Lloyd Blankfein’s Enigma

“An impish grin spread across his face,” wrote the Times’ reporter about Lloyd Blankfein, the CEO of Goldman Sachs, responding to a question about excessive profits:  “we’re doing Gods’ work.”  What did he mean? (See, “I’m Doing God’s Work. Meet Mr. Goldman Sachs.”)

He did offer an explanation:  “We help companies to grow by helping them to raise capital. Companies that grow create wealth. This, in turn, allows people to have jobs that create more growth and more wealth. It’s a virtuous cycle.  We have a social purpose.”  This routine, grade-school style justification for financial institutions is surely inadequate to account for the massive dominance that banks like Goldman have achieved.  If they raise capital for business, why do they have to skim off so much for themselves?  And how does their excessive wealth create growth and wealth for others?

Maureen Dowd wrote in The New York Times: “Whether he knows it, he’s referring back to The Protestant Ethic and The Spirit of Capitalism.”  In her schoolmarmish, condescending manner, she is referring to R.H. Tawney’s  classic thesis about how the protestant reformation promoted the worldly discipline and drive of early capitalists.  That must be what he meant. (See, “Virtuous Bankers. Really!?!“)

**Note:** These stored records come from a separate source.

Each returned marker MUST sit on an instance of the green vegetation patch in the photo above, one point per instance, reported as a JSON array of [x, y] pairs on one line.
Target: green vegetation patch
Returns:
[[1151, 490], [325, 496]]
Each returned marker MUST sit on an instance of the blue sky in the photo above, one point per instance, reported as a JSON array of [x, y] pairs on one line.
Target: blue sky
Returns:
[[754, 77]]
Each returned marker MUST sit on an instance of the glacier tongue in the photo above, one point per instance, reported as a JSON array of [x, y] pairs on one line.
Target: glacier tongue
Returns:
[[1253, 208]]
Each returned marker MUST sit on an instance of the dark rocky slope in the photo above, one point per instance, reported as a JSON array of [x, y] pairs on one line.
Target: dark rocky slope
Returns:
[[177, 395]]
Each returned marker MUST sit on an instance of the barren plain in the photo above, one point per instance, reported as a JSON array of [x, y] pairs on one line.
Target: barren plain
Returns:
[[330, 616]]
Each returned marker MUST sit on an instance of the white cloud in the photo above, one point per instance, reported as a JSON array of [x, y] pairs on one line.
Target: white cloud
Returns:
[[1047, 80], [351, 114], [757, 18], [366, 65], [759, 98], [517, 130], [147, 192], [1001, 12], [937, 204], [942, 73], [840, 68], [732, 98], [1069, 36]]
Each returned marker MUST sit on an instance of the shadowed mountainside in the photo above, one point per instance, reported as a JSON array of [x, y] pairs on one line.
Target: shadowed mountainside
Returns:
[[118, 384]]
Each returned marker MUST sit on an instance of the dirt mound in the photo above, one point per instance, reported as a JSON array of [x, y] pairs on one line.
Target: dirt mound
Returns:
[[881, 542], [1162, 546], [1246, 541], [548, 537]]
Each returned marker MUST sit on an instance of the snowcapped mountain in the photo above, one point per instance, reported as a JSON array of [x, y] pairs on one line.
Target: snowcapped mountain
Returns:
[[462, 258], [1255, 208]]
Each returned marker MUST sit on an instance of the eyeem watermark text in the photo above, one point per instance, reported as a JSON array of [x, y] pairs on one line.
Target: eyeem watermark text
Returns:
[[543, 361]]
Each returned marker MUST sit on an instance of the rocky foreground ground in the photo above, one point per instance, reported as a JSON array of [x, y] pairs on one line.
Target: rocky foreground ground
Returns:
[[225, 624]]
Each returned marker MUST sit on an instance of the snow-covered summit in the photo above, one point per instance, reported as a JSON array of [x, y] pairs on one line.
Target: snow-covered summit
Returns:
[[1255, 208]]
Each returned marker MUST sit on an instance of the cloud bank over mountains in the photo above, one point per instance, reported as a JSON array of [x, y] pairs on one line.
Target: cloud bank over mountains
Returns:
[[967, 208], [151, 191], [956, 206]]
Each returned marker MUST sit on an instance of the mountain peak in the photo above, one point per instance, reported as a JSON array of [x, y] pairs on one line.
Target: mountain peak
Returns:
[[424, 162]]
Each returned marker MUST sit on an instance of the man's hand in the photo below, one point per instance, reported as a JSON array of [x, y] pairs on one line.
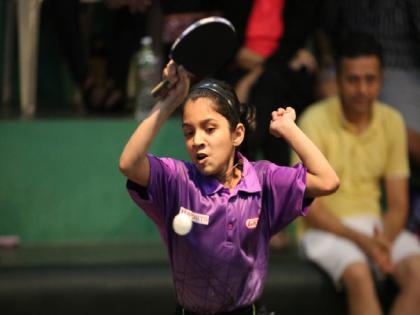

Or is Blankfein alluding the Adam Smith’s invisible hand, guiding markets to perfect values.  Could be mean that Goldman offered a helping hand?

Perhaps is it about the guiding hand of evolution?  Matt Taibbi in Rolling Stone memorably described Goldman as “a great vampire squid wrapped around the face of humanity, relentlessly jamming its blood funnel into anything that smells like money.”  At the top of the food chain, the giant squid has prevailed.  “Greedy, but long-term greedy,” is how the people at Goldman describe their investment and payment policies, according to The Times.  Built, in other words, to prevail and survive.

John Arlidge, the reporter who interviewed Blankfein and saw the impish grin, concluded:  “Call him a fat cat who mocks the public. Call him wicked. Call him what you will. He is, he says, just a banker ‘doing God’s work.’”

A fat cat, certainly, but we’ve seen that grin before — on the Cheshire cat, holding out an elusive but tantalizing promise of meaning.

Lewis Carroll understood how deeply we are trapped in our assumption that words are supposed to make sense.